I wonder... A switch could be added that would tell perl that you commit to not modifying the string before utilizing $1. Then the memcopy would be unnecessary. That way you could say

$str =~ /Hulk hate (\w+)/k;

And get the same effect. Of course the demons that would fly out of your nose if you said:

if ($str =~ /Hulk hate (\w+)/k) { $str='demons!'; print $1; # could and probably would throw fatal error. }

Would be your problem...

BTW, if it isnt clear, this is the reason the memcpy is needed.

Alternatively, perhaps magic could be introduced to $str so that the memcpy would only happen if $str was modified while the match vars pointed at it...

A last possibility would be to not do the memcpy if the string was RO. Then you could by hand readonly the string, do the match, use $1 and then when and if you needed to modify the string undo the RO.

I guess another variant could be that the /k would result in no copy, and an understanding that accessing $1 et all would be a fatal error while that regex was the last used. However the @- @+ arrays would be populated. Its just the user would be expected to do the substring operations by hand.

---
$world=~s/war/peace/g

Replies are listed 'Best First'.
Re^2: An optimization of last resort: eliminate capturing from your regexps
by tilly (Archbishop) on Jul 12, 2006 at 01:09 UTC
    Making that a flag on Perl is a horrible idea. Quick, I want to speed up my program, can I use that flag? I dunno, do you want to go through all of the modules you import and didn't write?
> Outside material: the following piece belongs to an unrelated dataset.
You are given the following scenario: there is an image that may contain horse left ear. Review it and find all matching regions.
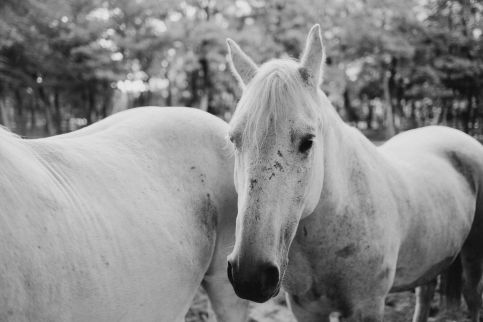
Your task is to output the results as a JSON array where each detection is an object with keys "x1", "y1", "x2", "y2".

    Make that a flag on the regular expression instead. Then people can turn it on when they find a critical part of their code to optimize. And don't have to worry about looking through modules written by other people.

    As tye pointed out, I misread. Sorry.

      Am I misunderstanding you or did you just not notice the second paragraph:

      $str =~ /Hulk hate (\w+)/k;

      Note that demerphq has added /k to his regex. I don't see demerphq proposing any per-script or per-invocation flag that you seem to have imagined.

      - tye        

Re^2: An optimization of last resort: eliminate capturing from your regexps
by Aristotle (Chancellor) on Jul 24, 2006 at 22:04 UTC

    If a pattern doesn’t contain (?{}) or (??{}) bits, then $str cannot change during a match. So in that case it would be feasible to postpone the memcpy until right after the match (before the regex engine returns) and memcpy only the matched bits. That way, all regexen which don’t run Perl code would automatically avoid unnecessary copying. I think that would be a worthwhile patch.

    Makeshifts last the longest.

      I think that's what it does already.

      ⠤⠤ ⠙⠊⠕⠞⠁⠇⠑⠧⠊

        That would contradict tye’s explanation:

        Capturing in a regex imparts a performance hit because it means that a copy will be made of the string that the regex is being applied to (which makes it a worse performance hit when matching against really large strings – one of the worst cases being running a lot of little regexes with capturing against the same huge string, something a parser is likely to do).

        I don’t see how what tye said would apply if perl already behaved the way I said it should.

        Makeshifts last the longest.